Gökçen Eraslan - Yere Düşünce Derneği

GSoC Final

2012-08-24T00:00:00-07:00

After the GSoC midterm, there were two remaining important objectives to do: to write the NSS code to create a PKCS7 object (which includes the actual signature, encrypted SHA1 digest and the public certificate) and to improve the PDF signing GUI (which can be tested only in the experimental mode).

For the NSS part, first I have used the NSS PKCS7 API (secpkcs7.h and pkcs7t.h) to create the PKCS7 object. But it was very hard for me since NSS lacks a proper documentation (the one in the header files is not sufficient). Anyway, later on, I have decided to use the new and more fine grained NSS CMS (Cryptographic Message Syntax) API (cms.h and cmst.h).
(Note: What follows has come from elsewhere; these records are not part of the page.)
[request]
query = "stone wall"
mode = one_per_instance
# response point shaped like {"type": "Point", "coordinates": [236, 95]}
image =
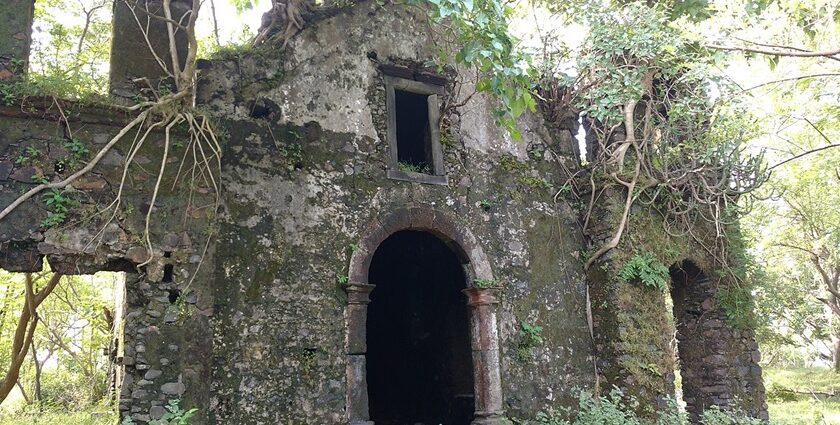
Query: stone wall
{"type": "Point", "coordinates": [290, 220]}
{"type": "Point", "coordinates": [243, 315]}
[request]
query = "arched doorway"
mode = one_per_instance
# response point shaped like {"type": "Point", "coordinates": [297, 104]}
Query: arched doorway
{"type": "Point", "coordinates": [690, 288]}
{"type": "Point", "coordinates": [448, 260]}
{"type": "Point", "coordinates": [419, 365]}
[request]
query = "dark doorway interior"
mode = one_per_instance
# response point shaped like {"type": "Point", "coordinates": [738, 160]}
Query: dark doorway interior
{"type": "Point", "coordinates": [689, 287]}
{"type": "Point", "coordinates": [419, 364]}
{"type": "Point", "coordinates": [414, 139]}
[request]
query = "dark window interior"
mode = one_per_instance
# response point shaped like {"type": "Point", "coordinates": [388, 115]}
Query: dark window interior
{"type": "Point", "coordinates": [414, 139]}
{"type": "Point", "coordinates": [419, 363]}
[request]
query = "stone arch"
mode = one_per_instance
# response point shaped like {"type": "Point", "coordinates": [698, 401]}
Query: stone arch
{"type": "Point", "coordinates": [424, 218]}
{"type": "Point", "coordinates": [717, 362]}
{"type": "Point", "coordinates": [481, 303]}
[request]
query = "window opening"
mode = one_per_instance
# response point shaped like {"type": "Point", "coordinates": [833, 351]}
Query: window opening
{"type": "Point", "coordinates": [414, 139]}
{"type": "Point", "coordinates": [413, 135]}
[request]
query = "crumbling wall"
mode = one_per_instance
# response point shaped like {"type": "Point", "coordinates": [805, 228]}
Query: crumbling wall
{"type": "Point", "coordinates": [166, 355]}
{"type": "Point", "coordinates": [256, 333]}
{"type": "Point", "coordinates": [635, 328]}
{"type": "Point", "coordinates": [305, 174]}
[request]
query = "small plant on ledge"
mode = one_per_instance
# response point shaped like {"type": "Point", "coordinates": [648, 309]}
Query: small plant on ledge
{"type": "Point", "coordinates": [482, 283]}
{"type": "Point", "coordinates": [409, 167]}
{"type": "Point", "coordinates": [530, 336]}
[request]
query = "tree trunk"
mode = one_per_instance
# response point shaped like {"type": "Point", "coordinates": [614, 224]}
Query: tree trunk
{"type": "Point", "coordinates": [36, 386]}
{"type": "Point", "coordinates": [25, 330]}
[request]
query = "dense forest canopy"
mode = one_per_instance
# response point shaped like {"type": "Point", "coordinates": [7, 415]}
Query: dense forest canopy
{"type": "Point", "coordinates": [735, 103]}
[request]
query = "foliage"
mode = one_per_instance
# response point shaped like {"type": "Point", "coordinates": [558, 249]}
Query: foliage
{"type": "Point", "coordinates": [530, 336]}
{"type": "Point", "coordinates": [70, 339]}
{"type": "Point", "coordinates": [799, 395]}
{"type": "Point", "coordinates": [648, 269]}
{"type": "Point", "coordinates": [485, 283]}
{"type": "Point", "coordinates": [71, 47]}
{"type": "Point", "coordinates": [413, 168]}
{"type": "Point", "coordinates": [479, 28]}
{"type": "Point", "coordinates": [99, 415]}
{"type": "Point", "coordinates": [715, 416]}
{"type": "Point", "coordinates": [175, 415]}
{"type": "Point", "coordinates": [616, 408]}
{"type": "Point", "coordinates": [77, 152]}
{"type": "Point", "coordinates": [58, 204]}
I have followed following steps to create a PKCS7 object:

We need a NSS CERTCertificate structure to operate on the NSS world. So, DER encoded certificate data is obtained via the Encoded attribute of XCertificate and converted to a CERTCertificate structure using the CERT_DecodeCertFromPackage function.
SHA1 sum of the PDF file is computed using the HASH_Create, HASH_Begin, HASH_Update and HASH_End functions.
PKCS7 object is created:
1. An empty CMS message is created using NSS_CMSMessage_Create.
2. A SignedData is created inside the CMS message using the NSS_CMSSignedData_Create function.
3. Since we use a detached PKCS7 object (which means that the PKCS7 signature object contains only the signature part, excluding the data itself) for the signing, an empty Data object is created inside the SignedData using NSS_CMSContentInfo_SetContent_Data.
4. Certificate chain and signer info is added to the SignedData, using NSS_CMSSignerInfo_IncludeCerts and NSS_CMSSignedData_AddSignerInfo respectively.
5. SHA1 is added to the CMS message using NSS_CMSSignedData_SetDigestValue.
6. CMS message is DER-encoded via NSS_CMSEncoder_Start and NSS_CMSEncoder_Finish. (NSS_CMSEncoder_Update is not used since we don’t have a Data).
Finally, DER encoded PKCS object is converted to the HEX representation and written to the relevant structure of the PDF which is prepared in the earlier commits.

And for the GUI part, I have used Thunderbird certificate selection GUI design in the PDF export dialog. Now, the selected certificate information is printed in a disabled Edit control and users are able to clear the selected certificate to cancel the signing operation. (I have also used the PassWord = True property in the .src file for the certificate password input.)

At the end of the day, however, Adobe acroread shows the PDF signatures as invalid for some reason. But, it shows the certificate details correctly (which was not the case when I have used the old NSS PKCS7 API). So it seems DER/HEX encodings and the inclusion of the certificate chain are correct but there is a bug, apparently. Maybe the calculation of SHA1 or passing the private key password to NSS is wrong. I will try to figure it out soon.

Thanks to kendy and sberg for their devoted support in this GSoC project.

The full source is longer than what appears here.